Elizabeth Cooper presents the first one-person exhibition of the French artist, Luise Vuiton (*1959), who lives in Berlin. In the last few years Vuiton has been concentrating on a very distinct form of abstract painting. In the place of brushstrokes she combines countless strips and fields of coloured paper, laying them next to each other or overlapping them. In both the large and small format works Vuiton continually surpasses her own limits with complex filigree structures and often dissonant colours. She herself describes her paintings less as a process concerning the production and refinement of a harmonious whole but rather as an act of concentrated eruption.
For many years Luise Vuiton has been involved intensively and in an unconventional manner with the medium of painting. Instead of applying pigment directly to a surface, the artist covers sheets of paper with monochrome colour and cuts these to create a variety of forms, from tiny, matchstick-sized strips to more expansive arcs and irregular shapes. The different elements are then combined to form potently coloured paintings in which every form of figuration is avoided.
Thus the complex structures created by the French artist come close to the ideal of abstraction as the result of eliminating all referential elements. Her paintings refer to nothing but themselves and do not even trigger associations, mental images or memories. At most, it is possible to talk of the visual representation of forces in Vuiton’s work – gravity, suspension, weight, movement – abstract notions that have a parallel in the forms and colour relationships of paint. Through the latter, the standard formal characteristics of abstract painting – light and heavy, mark and void, straight and curved, fast and slow – are at least hinted at.

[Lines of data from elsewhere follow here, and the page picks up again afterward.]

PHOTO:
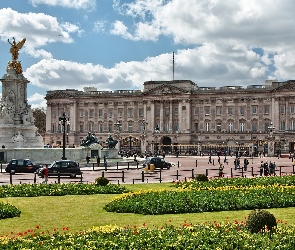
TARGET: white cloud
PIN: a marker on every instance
(203, 65)
(38, 28)
(76, 4)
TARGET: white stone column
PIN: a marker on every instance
(170, 117)
(180, 124)
(161, 116)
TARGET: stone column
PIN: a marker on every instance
(180, 125)
(170, 117)
(161, 116)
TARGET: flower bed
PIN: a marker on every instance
(214, 195)
(32, 190)
(8, 211)
(224, 235)
(237, 182)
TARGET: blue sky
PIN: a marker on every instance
(120, 44)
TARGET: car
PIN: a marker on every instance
(62, 168)
(158, 162)
(21, 166)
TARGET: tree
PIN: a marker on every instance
(40, 119)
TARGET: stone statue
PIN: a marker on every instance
(15, 47)
(90, 139)
(111, 142)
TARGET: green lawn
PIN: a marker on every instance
(83, 212)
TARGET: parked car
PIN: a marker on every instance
(158, 162)
(62, 168)
(21, 166)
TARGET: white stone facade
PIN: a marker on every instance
(188, 117)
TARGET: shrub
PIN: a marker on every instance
(101, 181)
(258, 220)
(201, 177)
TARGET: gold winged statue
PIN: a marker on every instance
(15, 47)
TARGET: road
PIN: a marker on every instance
(184, 167)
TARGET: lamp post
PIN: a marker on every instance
(156, 131)
(143, 133)
(63, 121)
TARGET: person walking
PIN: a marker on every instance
(45, 174)
(105, 164)
(87, 160)
(98, 160)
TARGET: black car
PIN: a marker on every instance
(158, 162)
(21, 166)
(63, 168)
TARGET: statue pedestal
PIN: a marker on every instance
(110, 153)
(271, 148)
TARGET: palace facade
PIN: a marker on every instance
(178, 115)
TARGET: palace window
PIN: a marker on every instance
(90, 126)
(218, 110)
(91, 113)
(120, 112)
(100, 112)
(282, 109)
(196, 127)
(266, 110)
(242, 126)
(110, 113)
(254, 110)
(207, 126)
(81, 128)
(254, 125)
(242, 110)
(130, 128)
(230, 127)
(218, 127)
(283, 125)
(230, 110)
(196, 111)
(140, 111)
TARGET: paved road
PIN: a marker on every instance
(184, 167)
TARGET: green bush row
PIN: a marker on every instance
(32, 190)
(8, 211)
(194, 201)
(237, 182)
(223, 235)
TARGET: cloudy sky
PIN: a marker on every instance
(120, 44)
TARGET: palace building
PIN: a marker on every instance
(178, 115)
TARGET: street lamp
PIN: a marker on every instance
(143, 133)
(63, 121)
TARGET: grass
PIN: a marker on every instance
(83, 212)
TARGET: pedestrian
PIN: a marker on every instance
(266, 169)
(87, 160)
(98, 160)
(261, 168)
(246, 163)
(221, 167)
(45, 174)
(105, 164)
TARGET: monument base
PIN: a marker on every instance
(20, 136)
(111, 153)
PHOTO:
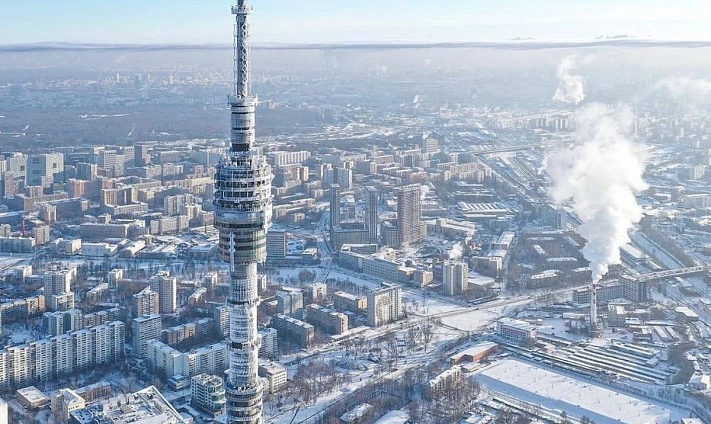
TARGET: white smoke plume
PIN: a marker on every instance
(571, 87)
(456, 252)
(600, 175)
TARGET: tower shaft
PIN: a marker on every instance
(243, 211)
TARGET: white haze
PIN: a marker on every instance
(570, 87)
(685, 90)
(599, 177)
(456, 252)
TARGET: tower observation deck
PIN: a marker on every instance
(243, 215)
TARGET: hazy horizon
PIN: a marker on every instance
(322, 21)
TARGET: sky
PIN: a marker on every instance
(336, 21)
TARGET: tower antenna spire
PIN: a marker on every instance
(243, 215)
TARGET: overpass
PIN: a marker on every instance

Vuiton is also unwilling to straightjacket these works with the term ‘collage’, since it is too closely associated with either the juxtaposition of fragments of figurative images from widely differing sources (as in the work of Richard Hamilton or Hans-Peter Feldmann,) or the process of achieving a tactile surface quality. The term is insufficient for Vuiton’s layers of paper that refuse to be contained by the traditional pictorial rectangle, overflowing the normal boundaries between the object of the painting and the space of the viewer. If the pieces of paper in her work were replicated in paint, they might recall the Hard Edge paintings of Ellsworth Kelly or Miriam Schapiro. However, Vuiton is drawn much more to Paul Klee’s work, which similarly defies categorisation.
The exhibition includes both large format as well as smaller paintings. Whereas the dimensions of the former are equal to the walls of Vuiton’s studio, the dense, hypnotic surfaces of the smaller ones inevitably encourage a more intimate encounter. However, it is not only the large paintings which have a monumental presence. The smaller works demand attention just as tenaciously and, in spite of their restrictions in scale, retain the expansive and open quality of their more all-encompassing counterparts. The palette is off-key – grubby violets, murky greens, and a range of soft greys – and reduced in each work to one main tone that occupies the surface as the last application of paper. This main colour often takes a starburst form, radiating out from (or into, depending on the viewer’s perception) the centre and pinning the swirling mass of smaller forms beneath.
As an attempt to redefine abstraction, Luise Vuiton’s work is situated on the edge of painting, beyond common comparisons with other artists or the familiar references to reality. In spite of – or, perhaps, because of – this, she makes a powerful contribution to the discourse on painting, to the very idea of the contemporary. Imbued with experience and conviction, the works nevertheless have a freshness and vivacity, and arise from the understanding that the most compelling works of art contain an inner stillness that never entirely reveals itself.